One thing is clear: Drive-By Truckers is a band that believes in the album as a format. “Brighter than Creations Dark” is more than a collection of songs. They are songs that make sense together and flow into each other organically. After the soft, mournful “Two Daughters and a Beautiful Wife” has created almost too somber of a mood, the loose rock of “Dimes Down” is there to pick things up again. And that kind of balance is crucial in an album that clocks in at over seventy-five minutes.

The Truckers are still refining their southern rock sound, which has as much to do with Neil Young and Crazy Horse as it does with Skynyrd. There’s a lot of steel guitar this time out as well as a little banjo, and “Lisa’s Birthday” is very much a country song – not that there’s anything wrong with it. And in the absence of songwriter Jason Isbell, bassist Shonna Tucker has stepped up to write three songs. “I’m Sorry Huston” is the best of the three, and is one of the best cuts on the album.

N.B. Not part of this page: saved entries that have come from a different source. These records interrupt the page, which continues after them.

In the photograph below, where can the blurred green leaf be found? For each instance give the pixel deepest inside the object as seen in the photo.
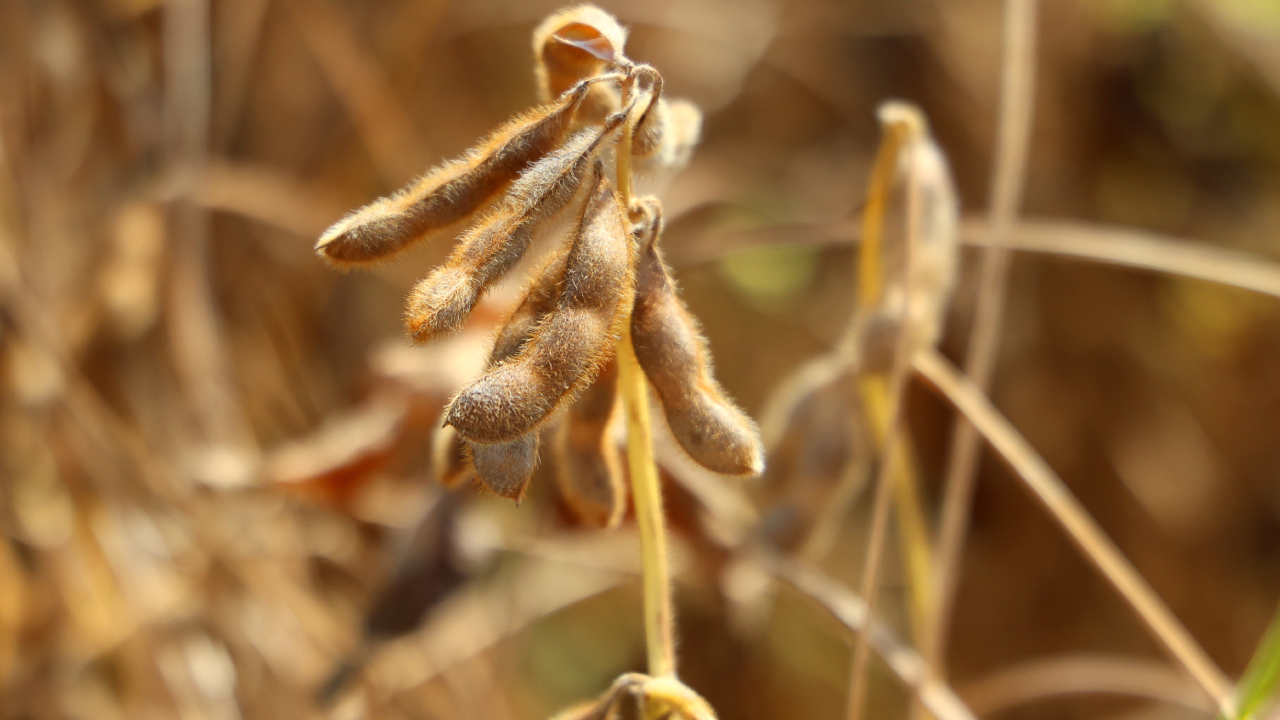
(1261, 680)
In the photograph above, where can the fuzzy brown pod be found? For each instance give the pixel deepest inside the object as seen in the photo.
(456, 190)
(673, 355)
(809, 452)
(588, 464)
(571, 343)
(506, 468)
(576, 44)
(442, 302)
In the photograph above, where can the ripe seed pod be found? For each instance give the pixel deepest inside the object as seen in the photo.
(571, 343)
(449, 458)
(539, 300)
(506, 468)
(667, 132)
(919, 245)
(440, 304)
(652, 124)
(574, 45)
(681, 130)
(456, 190)
(673, 355)
(588, 466)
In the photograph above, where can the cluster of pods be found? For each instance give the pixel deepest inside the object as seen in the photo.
(553, 358)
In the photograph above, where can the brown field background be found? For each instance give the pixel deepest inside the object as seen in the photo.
(214, 449)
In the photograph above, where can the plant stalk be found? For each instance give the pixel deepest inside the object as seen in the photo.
(645, 488)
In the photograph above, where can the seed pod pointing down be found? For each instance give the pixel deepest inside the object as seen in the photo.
(449, 458)
(453, 191)
(673, 355)
(506, 468)
(440, 304)
(571, 343)
(588, 465)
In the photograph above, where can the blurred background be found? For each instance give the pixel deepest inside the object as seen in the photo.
(214, 450)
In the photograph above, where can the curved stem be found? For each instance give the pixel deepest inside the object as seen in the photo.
(645, 488)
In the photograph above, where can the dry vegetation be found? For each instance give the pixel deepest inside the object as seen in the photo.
(222, 481)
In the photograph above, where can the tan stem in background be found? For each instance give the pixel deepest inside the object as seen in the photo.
(1016, 108)
(961, 392)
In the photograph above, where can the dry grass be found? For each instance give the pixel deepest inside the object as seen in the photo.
(215, 490)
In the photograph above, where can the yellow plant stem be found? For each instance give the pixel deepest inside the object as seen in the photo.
(645, 490)
(906, 501)
(647, 493)
(874, 390)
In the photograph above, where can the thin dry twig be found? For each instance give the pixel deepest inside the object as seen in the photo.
(1144, 250)
(869, 281)
(851, 610)
(199, 350)
(1083, 674)
(362, 87)
(1078, 523)
(1097, 242)
(1016, 108)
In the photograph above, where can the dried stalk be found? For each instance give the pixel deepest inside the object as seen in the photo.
(1078, 524)
(1016, 108)
(645, 488)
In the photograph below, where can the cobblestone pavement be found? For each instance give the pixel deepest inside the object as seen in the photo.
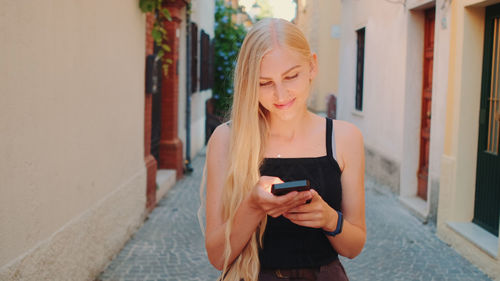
(170, 246)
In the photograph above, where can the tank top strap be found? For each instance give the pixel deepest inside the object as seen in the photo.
(330, 139)
(329, 125)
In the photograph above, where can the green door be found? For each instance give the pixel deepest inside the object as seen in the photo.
(487, 203)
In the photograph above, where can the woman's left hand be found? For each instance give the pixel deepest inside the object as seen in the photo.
(317, 214)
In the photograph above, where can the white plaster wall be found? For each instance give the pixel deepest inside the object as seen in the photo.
(392, 94)
(383, 96)
(72, 126)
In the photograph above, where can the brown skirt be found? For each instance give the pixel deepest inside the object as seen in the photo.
(333, 271)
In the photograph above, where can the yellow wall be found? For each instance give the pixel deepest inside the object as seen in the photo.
(458, 177)
(318, 20)
(72, 174)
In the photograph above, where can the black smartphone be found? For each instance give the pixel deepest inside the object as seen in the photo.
(284, 188)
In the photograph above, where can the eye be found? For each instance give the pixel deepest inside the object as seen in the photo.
(268, 83)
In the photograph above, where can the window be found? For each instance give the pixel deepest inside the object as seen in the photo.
(206, 61)
(194, 57)
(360, 68)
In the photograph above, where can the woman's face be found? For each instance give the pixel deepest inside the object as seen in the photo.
(285, 79)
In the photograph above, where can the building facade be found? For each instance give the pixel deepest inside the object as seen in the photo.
(469, 198)
(87, 150)
(320, 22)
(420, 78)
(393, 78)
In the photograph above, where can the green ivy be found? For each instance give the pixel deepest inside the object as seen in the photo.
(159, 33)
(228, 39)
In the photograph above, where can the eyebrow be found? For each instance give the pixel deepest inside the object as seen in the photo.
(290, 69)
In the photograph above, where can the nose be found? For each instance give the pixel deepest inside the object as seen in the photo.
(280, 92)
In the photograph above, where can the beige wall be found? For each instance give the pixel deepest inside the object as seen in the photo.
(392, 91)
(72, 174)
(202, 15)
(320, 21)
(458, 176)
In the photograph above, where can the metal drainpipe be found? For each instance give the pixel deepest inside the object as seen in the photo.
(188, 168)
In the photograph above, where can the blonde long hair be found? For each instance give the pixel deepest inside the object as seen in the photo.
(249, 127)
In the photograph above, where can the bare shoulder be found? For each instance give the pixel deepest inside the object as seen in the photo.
(347, 132)
(349, 141)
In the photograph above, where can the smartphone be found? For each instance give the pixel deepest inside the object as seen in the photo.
(284, 188)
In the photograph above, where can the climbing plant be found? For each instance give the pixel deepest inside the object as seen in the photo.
(228, 39)
(159, 34)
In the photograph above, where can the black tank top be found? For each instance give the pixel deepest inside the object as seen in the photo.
(285, 244)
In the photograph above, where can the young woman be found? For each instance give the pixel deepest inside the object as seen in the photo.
(271, 137)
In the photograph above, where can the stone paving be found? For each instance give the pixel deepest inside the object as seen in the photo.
(170, 246)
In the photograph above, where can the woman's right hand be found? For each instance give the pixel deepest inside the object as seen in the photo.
(263, 200)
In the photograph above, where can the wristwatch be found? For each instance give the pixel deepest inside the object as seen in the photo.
(340, 222)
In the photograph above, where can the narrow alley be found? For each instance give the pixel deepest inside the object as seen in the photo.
(170, 246)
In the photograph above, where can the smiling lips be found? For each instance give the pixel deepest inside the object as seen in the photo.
(284, 105)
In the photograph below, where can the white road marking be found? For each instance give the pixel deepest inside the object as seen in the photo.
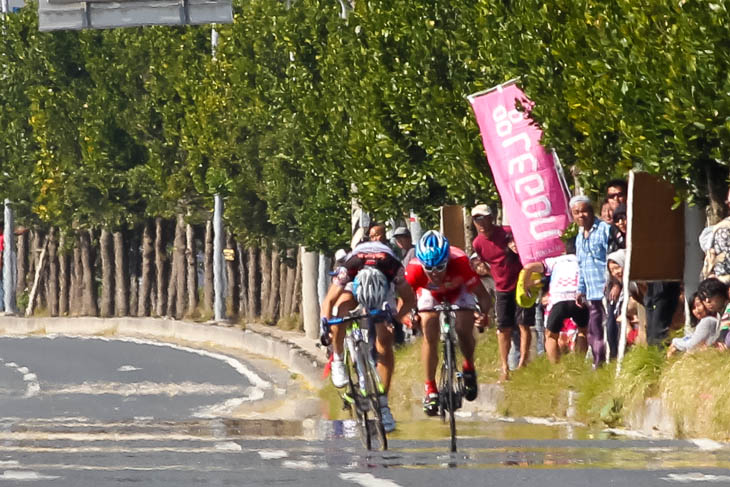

The songs primarily deal with lives gone wrong. Ring leader Patterson Hood even gets into the Iraq war with “The Man I Shot” and “The Home Front” — one dealing with a soldier killing an enemy, the other with a wife waiting for her husband to return home. With these and other songs of death, drug abuse and suicide, one might expect the album to be depressing, but there is a thread of optimism that seems to run through the album and is echoed in the title, “Brighter than Creation’s Dark.” It also helps to a have a simple song called “Bob”– a fun couple of minutes from Mike Cooley that really lightens the load about halfway through the proceedings with lines like “Bob ain’t light in the loafers. He might kneel, but he never bends over.”

If anything, “Brighter than Creation’s Dark” might be a little long, but I wouldn’t know what to cut if I had to. It’s not perfect, but it’s pretty damn close.